A subsidy and some questions

July 25, 2015 12:13 am | Updated November 16, 2021 05:22 pm IST

The Central government’s decision this week to extend the >interest subvention scheme on bank loans given to land-owning farmers at 7 per cent is essentially a welcome move. This is especially so in a context where there is no real clarity on how the current monsoon will turn out to be, running at a deficit of 7 per cent as it does currently. With an additional subvention component of 3 per cent to encourage timely repayment, farmers can effectively avail themselves of up to Rs. 3 lakh at just 4 per cent interest. This scheme, basically offering a sort of agricultural subsidy, has been in place since 2006-07, with the subvention component fluctuating between 1.5 and 3 per cent. With agricultural yield levels and incomes per acre falling or languishing, the need to extend such loans to farmers at low interest levels admittedly exists.

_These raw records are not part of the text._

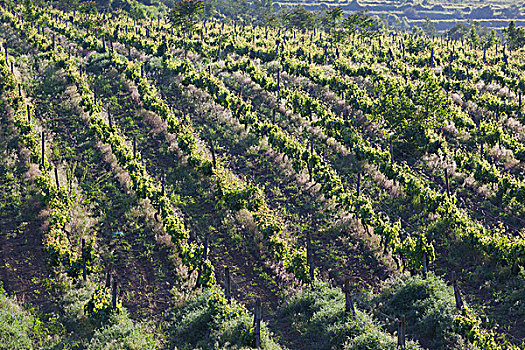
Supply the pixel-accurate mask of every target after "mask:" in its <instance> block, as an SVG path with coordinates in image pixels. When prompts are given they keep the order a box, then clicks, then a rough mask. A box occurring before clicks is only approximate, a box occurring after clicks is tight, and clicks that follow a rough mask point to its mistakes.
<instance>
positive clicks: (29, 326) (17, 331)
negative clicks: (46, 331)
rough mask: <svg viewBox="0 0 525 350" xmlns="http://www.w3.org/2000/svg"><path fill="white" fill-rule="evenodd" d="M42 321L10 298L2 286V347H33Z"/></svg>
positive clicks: (14, 348) (2, 348)
mask: <svg viewBox="0 0 525 350" xmlns="http://www.w3.org/2000/svg"><path fill="white" fill-rule="evenodd" d="M39 331H40V321H39V320H38V319H37V318H36V317H34V316H33V315H31V314H30V313H29V312H27V311H25V310H24V309H23V308H22V307H21V306H20V305H18V303H17V302H16V300H15V299H12V298H9V297H8V296H7V295H6V294H5V292H4V290H3V289H2V288H1V286H0V349H6V350H16V349H33V348H34V343H33V337H34V336H35V335H36V334H37V333H38V332H39Z"/></svg>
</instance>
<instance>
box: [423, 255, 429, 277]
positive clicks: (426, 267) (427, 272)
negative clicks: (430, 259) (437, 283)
mask: <svg viewBox="0 0 525 350" xmlns="http://www.w3.org/2000/svg"><path fill="white" fill-rule="evenodd" d="M427 260H428V257H427V252H425V251H424V252H423V277H424V278H427V273H428V264H427Z"/></svg>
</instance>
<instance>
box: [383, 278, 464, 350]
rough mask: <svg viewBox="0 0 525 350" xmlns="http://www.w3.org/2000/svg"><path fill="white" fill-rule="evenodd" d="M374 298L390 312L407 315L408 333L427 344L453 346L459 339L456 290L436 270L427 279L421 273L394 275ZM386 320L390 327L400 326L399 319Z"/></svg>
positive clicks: (456, 342) (409, 336) (431, 344)
mask: <svg viewBox="0 0 525 350" xmlns="http://www.w3.org/2000/svg"><path fill="white" fill-rule="evenodd" d="M373 302H374V304H375V305H376V307H377V309H378V310H379V311H380V312H382V313H384V314H386V315H389V316H391V317H397V318H399V317H400V316H401V315H405V318H406V332H407V335H408V336H409V337H410V338H412V339H417V340H419V342H420V343H421V344H422V345H423V346H425V347H427V348H430V349H439V348H450V347H451V346H453V345H454V344H456V343H457V342H458V339H457V336H456V335H454V334H453V333H452V324H453V320H454V315H455V313H456V307H455V299H454V291H453V289H452V287H450V286H447V284H446V283H445V281H443V280H442V279H440V278H439V277H436V276H435V275H434V274H432V273H430V274H428V276H427V278H426V279H424V278H423V277H422V276H419V275H418V276H413V277H407V276H401V277H396V278H391V279H389V280H388V281H386V282H385V285H384V288H383V289H382V292H381V294H379V295H378V296H376V297H375V298H374V300H373ZM384 321H385V322H387V324H388V329H389V330H391V331H394V330H396V329H397V323H395V322H389V320H387V319H385V320H384Z"/></svg>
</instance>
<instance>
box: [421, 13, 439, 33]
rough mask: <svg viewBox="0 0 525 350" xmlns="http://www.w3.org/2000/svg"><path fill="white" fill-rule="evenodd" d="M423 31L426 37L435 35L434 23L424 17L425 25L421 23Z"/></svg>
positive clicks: (423, 23) (424, 24) (435, 32)
mask: <svg viewBox="0 0 525 350" xmlns="http://www.w3.org/2000/svg"><path fill="white" fill-rule="evenodd" d="M423 30H424V31H425V34H426V35H428V36H433V35H436V33H437V31H436V26H435V25H434V22H432V20H430V18H428V17H425V23H423Z"/></svg>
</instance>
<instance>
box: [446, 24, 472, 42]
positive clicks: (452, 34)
mask: <svg viewBox="0 0 525 350" xmlns="http://www.w3.org/2000/svg"><path fill="white" fill-rule="evenodd" d="M469 30H470V29H469V27H468V25H466V24H465V23H456V24H455V25H454V27H452V28H450V29H449V30H448V31H447V36H448V38H449V39H452V40H460V39H462V38H464V37H465V36H467V35H468V33H469Z"/></svg>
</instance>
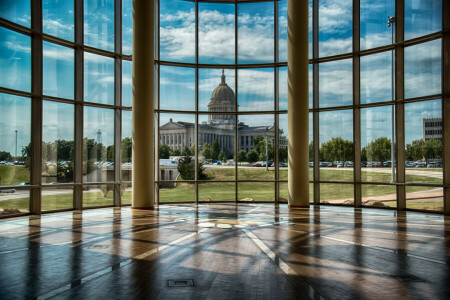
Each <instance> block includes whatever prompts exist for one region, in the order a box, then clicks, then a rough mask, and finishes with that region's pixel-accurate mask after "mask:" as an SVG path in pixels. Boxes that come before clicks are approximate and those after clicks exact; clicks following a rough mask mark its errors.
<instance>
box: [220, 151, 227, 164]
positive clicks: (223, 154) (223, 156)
mask: <svg viewBox="0 0 450 300" xmlns="http://www.w3.org/2000/svg"><path fill="white" fill-rule="evenodd" d="M219 159H220V160H221V161H223V162H226V161H227V157H226V155H225V153H224V152H223V151H222V150H221V151H220V153H219Z"/></svg>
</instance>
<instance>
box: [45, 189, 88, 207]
mask: <svg viewBox="0 0 450 300" xmlns="http://www.w3.org/2000/svg"><path fill="white" fill-rule="evenodd" d="M84 189H86V187H84ZM41 201H42V207H41V209H42V210H43V211H46V210H57V209H68V208H73V188H72V187H62V186H59V187H51V188H49V187H46V188H43V189H42V200H41Z"/></svg>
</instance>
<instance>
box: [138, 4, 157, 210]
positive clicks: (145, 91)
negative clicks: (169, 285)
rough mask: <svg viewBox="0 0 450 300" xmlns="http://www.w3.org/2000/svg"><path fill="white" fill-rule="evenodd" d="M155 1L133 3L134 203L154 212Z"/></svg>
mask: <svg viewBox="0 0 450 300" xmlns="http://www.w3.org/2000/svg"><path fill="white" fill-rule="evenodd" d="M154 42H155V39H154V1H147V0H134V1H133V114H132V118H133V121H132V122H133V125H132V126H133V127H132V128H133V200H132V207H133V208H138V209H153V206H154V183H153V181H154V172H153V168H154V163H153V151H154V141H153V131H154V130H153V129H154V128H153V113H154V111H153V102H154V99H153V97H154V95H153V90H154V80H153V74H154V72H153V71H154V60H153V58H154V50H153V49H154Z"/></svg>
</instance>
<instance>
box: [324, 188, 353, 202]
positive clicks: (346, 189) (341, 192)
mask: <svg viewBox="0 0 450 300" xmlns="http://www.w3.org/2000/svg"><path fill="white" fill-rule="evenodd" d="M320 203H324V204H327V203H330V204H339V205H354V190H353V184H334V183H332V184H329V183H322V184H320Z"/></svg>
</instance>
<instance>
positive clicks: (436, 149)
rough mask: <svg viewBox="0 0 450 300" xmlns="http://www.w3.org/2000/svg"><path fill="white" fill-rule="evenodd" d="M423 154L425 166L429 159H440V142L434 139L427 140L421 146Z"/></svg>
mask: <svg viewBox="0 0 450 300" xmlns="http://www.w3.org/2000/svg"><path fill="white" fill-rule="evenodd" d="M423 153H424V156H425V160H426V162H427V164H428V160H429V159H436V158H441V156H442V142H441V141H438V140H435V139H429V140H428V141H426V142H425V143H424V145H423Z"/></svg>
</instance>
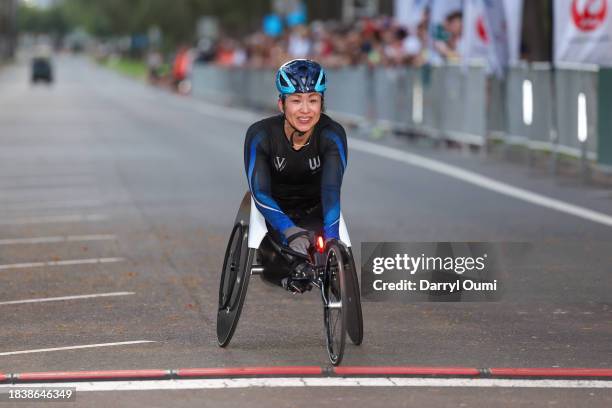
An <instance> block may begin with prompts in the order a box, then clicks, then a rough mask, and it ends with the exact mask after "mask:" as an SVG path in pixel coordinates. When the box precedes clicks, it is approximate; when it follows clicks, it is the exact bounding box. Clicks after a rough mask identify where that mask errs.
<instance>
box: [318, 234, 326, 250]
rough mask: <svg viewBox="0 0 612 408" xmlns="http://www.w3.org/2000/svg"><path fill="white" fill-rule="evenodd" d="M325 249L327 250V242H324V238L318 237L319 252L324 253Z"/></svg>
mask: <svg viewBox="0 0 612 408" xmlns="http://www.w3.org/2000/svg"><path fill="white" fill-rule="evenodd" d="M323 249H325V241H323V237H321V236H318V237H317V251H319V252H321V253H323Z"/></svg>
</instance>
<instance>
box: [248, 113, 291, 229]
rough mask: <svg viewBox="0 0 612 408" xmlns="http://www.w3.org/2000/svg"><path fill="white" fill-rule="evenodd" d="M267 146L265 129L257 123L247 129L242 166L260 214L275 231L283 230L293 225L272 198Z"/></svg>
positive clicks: (251, 194)
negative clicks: (246, 176) (243, 166)
mask: <svg viewBox="0 0 612 408" xmlns="http://www.w3.org/2000/svg"><path fill="white" fill-rule="evenodd" d="M268 152H269V147H268V141H267V137H266V133H265V131H264V130H263V129H262V128H261V127H258V126H257V124H255V125H253V126H251V127H250V128H249V130H248V131H247V135H246V139H245V142H244V166H245V169H246V173H247V181H248V183H249V189H250V190H251V195H252V196H253V199H254V201H255V205H256V206H257V208H258V209H259V211H261V213H262V215H263V216H264V218H265V219H266V221H268V222H269V223H270V225H272V227H273V228H274V229H276V230H277V231H280V232H283V231H285V230H287V229H288V228H291V227H295V224H294V223H293V221H291V219H290V218H289V217H288V216H287V215H286V214H285V213H284V212H283V211H282V210H281V208H280V206H279V205H278V203H277V202H276V200H274V199H273V198H272V187H271V178H270V167H269V164H268V163H269V160H268V155H269V153H268Z"/></svg>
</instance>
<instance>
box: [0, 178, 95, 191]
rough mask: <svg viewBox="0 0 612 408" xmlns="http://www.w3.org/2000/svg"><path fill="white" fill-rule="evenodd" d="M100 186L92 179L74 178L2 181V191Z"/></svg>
mask: <svg viewBox="0 0 612 408" xmlns="http://www.w3.org/2000/svg"><path fill="white" fill-rule="evenodd" d="M92 185H98V181H97V180H95V179H93V178H91V177H72V178H68V179H53V178H45V177H37V178H29V179H25V180H19V181H13V182H11V183H3V182H2V181H1V180H0V190H1V191H26V190H37V189H40V190H47V189H68V188H69V189H75V188H81V189H85V188H91V186H92Z"/></svg>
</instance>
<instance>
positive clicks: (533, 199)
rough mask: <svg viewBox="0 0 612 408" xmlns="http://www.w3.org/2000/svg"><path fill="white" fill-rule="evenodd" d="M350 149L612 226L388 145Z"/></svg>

However, what is less clear is the purpose for which many of these loans are being put to. The Reserve Bank of India recently initiated an investigation into the apparent diversion of agricultural loans for unintended purposes. It would appear that farmers’ existing debts to money-lenders, weak supervision of credit utilisation and the categorisation of gold loans as agricultural loans are creating significant grey areas and avenues for loan amounts to be used for purposes other than farming. At certain points of the cropping cycle farmers need large amounts of money and they turn to money-lenders, who charge high rates of interest and often insist on their loans being re-paid first — which forces farmers to divert a part of the subsidised bank loans to repay them. Some farmers put the amounts in fixed deposit accounts to earn higher interest than what they pay. Most farmers do not earn enough to meet their needs, including consumption expenditure, and so these loans serve as an auxiliary source of income. The government needs to recognise the fact that the system of interest subvention will increasingly finance consumption rather than farming, and take one of two steps. It could instruct banks to step up scrutiny on the use the loan is being put to. Or it could rethink the manner in which it wants to subsidise farmers. Implementing direct transfers to bank accounts and investing in research and development to bolster crop yields should serve the same purpose that the low-interest loans currently serve. This step will have the added advantage of potentially improving the plight of farmers. The soft loans are a good idea that needs to be managed and supervised well in order to ensure that the intended outcomes are ensured, and that they help address actual distress in the field.